With respect to pricing scenario in Argentina, we are expecting to continue to have this level of pricing. We aren't expecting to see much movement from what we have at the moment which is a good level of pricing. Very in line with international pricing. So we aren't expecting to see significant changing from that. As we mentioned, really, we are not expecting to see, or we haven't seen much movement in the foreign exchange rates in Argentina and there is no sign that this could change in the very, very short term. So that will depend on the market situation of the country, but this is what we are seeing tonight, these days.

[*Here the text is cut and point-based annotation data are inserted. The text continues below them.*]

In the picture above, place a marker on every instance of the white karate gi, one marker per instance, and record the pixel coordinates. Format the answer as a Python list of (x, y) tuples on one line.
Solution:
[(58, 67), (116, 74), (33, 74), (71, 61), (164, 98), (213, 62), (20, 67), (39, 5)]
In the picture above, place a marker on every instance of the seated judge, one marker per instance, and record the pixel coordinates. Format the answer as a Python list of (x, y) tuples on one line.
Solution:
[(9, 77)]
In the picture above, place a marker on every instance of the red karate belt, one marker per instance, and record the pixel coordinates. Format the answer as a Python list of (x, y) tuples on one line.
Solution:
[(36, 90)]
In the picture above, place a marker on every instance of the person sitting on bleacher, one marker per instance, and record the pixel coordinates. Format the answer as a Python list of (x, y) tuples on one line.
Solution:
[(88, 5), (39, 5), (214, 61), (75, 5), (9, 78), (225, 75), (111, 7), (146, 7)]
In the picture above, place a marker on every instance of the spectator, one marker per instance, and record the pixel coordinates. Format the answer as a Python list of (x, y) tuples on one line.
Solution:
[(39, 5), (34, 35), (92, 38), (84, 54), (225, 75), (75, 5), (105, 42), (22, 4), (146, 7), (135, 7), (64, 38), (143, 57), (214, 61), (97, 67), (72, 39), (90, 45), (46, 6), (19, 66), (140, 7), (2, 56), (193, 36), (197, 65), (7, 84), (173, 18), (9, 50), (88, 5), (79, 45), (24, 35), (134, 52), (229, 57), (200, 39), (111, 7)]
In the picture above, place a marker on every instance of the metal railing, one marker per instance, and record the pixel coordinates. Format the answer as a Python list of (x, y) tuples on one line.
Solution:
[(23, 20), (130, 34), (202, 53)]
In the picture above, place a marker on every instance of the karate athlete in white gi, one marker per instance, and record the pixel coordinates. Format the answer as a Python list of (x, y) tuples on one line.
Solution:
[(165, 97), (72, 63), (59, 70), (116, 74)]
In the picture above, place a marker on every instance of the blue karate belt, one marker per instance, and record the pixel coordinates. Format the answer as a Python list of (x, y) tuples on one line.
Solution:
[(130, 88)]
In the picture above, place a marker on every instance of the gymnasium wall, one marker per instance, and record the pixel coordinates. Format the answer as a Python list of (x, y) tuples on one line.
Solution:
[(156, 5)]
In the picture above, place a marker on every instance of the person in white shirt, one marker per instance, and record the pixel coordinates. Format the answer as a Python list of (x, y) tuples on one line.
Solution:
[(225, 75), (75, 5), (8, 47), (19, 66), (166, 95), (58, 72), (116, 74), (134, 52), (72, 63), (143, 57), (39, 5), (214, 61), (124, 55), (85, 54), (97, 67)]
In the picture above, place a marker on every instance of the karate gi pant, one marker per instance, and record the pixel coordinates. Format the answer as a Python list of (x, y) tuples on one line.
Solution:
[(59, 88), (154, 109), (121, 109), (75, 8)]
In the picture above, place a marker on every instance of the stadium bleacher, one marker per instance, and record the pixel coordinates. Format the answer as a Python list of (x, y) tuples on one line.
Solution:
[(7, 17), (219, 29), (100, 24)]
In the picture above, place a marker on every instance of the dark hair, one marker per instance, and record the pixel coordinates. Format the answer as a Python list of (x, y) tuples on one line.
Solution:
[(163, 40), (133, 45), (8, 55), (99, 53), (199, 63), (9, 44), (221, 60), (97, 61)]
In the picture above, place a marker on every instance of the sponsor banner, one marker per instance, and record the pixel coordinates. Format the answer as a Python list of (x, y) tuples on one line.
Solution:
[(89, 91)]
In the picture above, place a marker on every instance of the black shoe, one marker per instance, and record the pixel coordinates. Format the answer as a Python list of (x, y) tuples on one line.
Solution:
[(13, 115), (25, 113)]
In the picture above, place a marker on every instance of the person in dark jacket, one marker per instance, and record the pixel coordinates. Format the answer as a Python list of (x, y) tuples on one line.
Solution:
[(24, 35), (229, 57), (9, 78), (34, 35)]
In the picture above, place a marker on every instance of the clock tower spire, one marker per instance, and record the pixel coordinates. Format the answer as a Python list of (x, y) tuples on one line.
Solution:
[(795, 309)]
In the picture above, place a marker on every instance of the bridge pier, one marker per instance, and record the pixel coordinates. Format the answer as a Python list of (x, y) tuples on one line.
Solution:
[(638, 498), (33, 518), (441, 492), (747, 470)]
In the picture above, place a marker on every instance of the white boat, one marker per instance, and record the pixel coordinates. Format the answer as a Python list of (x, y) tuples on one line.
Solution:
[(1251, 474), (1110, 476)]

So just to be very brief, we are not expecting to see much movement in pricing in this coming quarter which is very good news.
Operator
Renato Antunes, Brasil Plural.
Renato Antunes - Analyst
Hi, good afternoon, everyone. Thanks for the question. Quick follow-up on Argentina. Do you guys expect any change to what currently Argentina has in sort of their steel trade? Meaning do you see steel imports through Argentina either declining or exports from Argentina at some point becoming an interesting option for you guys? That's the question. Thanks.
Pablo Brizzio - CFO
Okay, Renato, yes, we -- what we are seeing in Argentina on especially as the company, first of all we are not seeing an increase on imports. If there is an increase in demand, local demand, as for example we're seeing in the automotive sector affected by different issues like Russian demand from the field for local demand, of course the company would try to export this difference to other markets. So this is a very possible scenario in which we as a company would try to stack the level of shipments of the company, the level of production and supplying this product that are not able to be supplied in the local market to the export market. Mainly neighboring countries and regional markets.
Renato Antunes - Analyst
Thanks.
Operator
Thank you. I'm not showing any further questions in the queue at this time. I'll turn the call back over to Pablo Brizzio for closing remarks.
Pablo Brizzio - CFO
Okay, thanks again for your interest in Ternium and your time today. I remind you again of our Investor Day coming on May 29th in New York. So we are looking forward to remaining in touch with you. And as always, please contact us if you have any additional questions. Thanks a lot. Good-bye.
Operator
Thank you. Ladies and gentlemen, this concludes today's conference. You may now disconnect. Good day.